Donc vous avez un grand tas d’hommes tout en haut et un grand tas de femmes tout en bas et la question est laquelle de ces deux théories explique le mieux cette situation : la théorie selon laquelle les femmes sont pareilles aux hommes ou bien la théorie selon laquelle les femmes sont différentes des hommes ? Évidemment la dernière y parvient le mieux, surtout si vous croyez que les femmes ont la pleine liberté de décider de leurs actes et de leurs désirs. Il était malgré tout assez évident pour le mouvement des femmes que la position de Sears, même portée par une féministe, légitimait un statu quo oppressif et maintenait certaines femmes tout en bas, et qu’il était pervers de le faire au nom du féminisme.
Et puis il y a des jours où on préférerait retourner se coucher — si la chambre à coucher est pour vous sans danger — comme ce jour où des groupes féministes nous ont appris que le droit au congé maternité pour les femmes est une forme de discrimination sexiste, et un statut contraire au titre VII du Civil Rights Act. Parmi les groupes féministes qui déposèrent un dossier à ce titre devant la Cour suprême, aucun ne dit que la discrimination sexiste consistait à ne pas accorder de congé maternité aux femmes. Personne ne dit que si le Titre VII obligeait à refuser aux femmes le congé maternité, c’est ici qu’il y aurait discrimination sexiste en vertu de la Constitution. Personne ne dit sans détour que si les personnes souffrant de cette privation sont les femmes, cela en fait une discrimination fondée sur le sexe.

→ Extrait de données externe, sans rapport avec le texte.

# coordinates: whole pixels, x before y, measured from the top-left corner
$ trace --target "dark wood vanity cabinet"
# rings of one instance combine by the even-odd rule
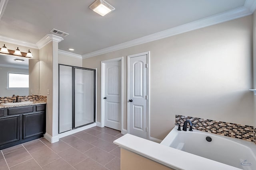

En réalité, la Cour suprême l’a compris d’elle-même, bien mieux que n’importe quel dossier de groupes de femmes. La Cour suprême déclara pour l’essentiel que la reconnaissance légale du congé maternité n’est pas une discrimination sexiste, mais bien l’égalité des sexes. Des femmes qui obtiennent ce dont elles ont besoin pour travailler, voilà ce que signifie l’égalité des sexes. La décision, devrais-je ajouter, fut rendue par le juge Thurgood Mashall, un homme noir. [7] Suite à quoi certains groupes féministes applaudirent et s’attribuèrent le mérite de ce à quoi elles s’étaient pourtant opposées.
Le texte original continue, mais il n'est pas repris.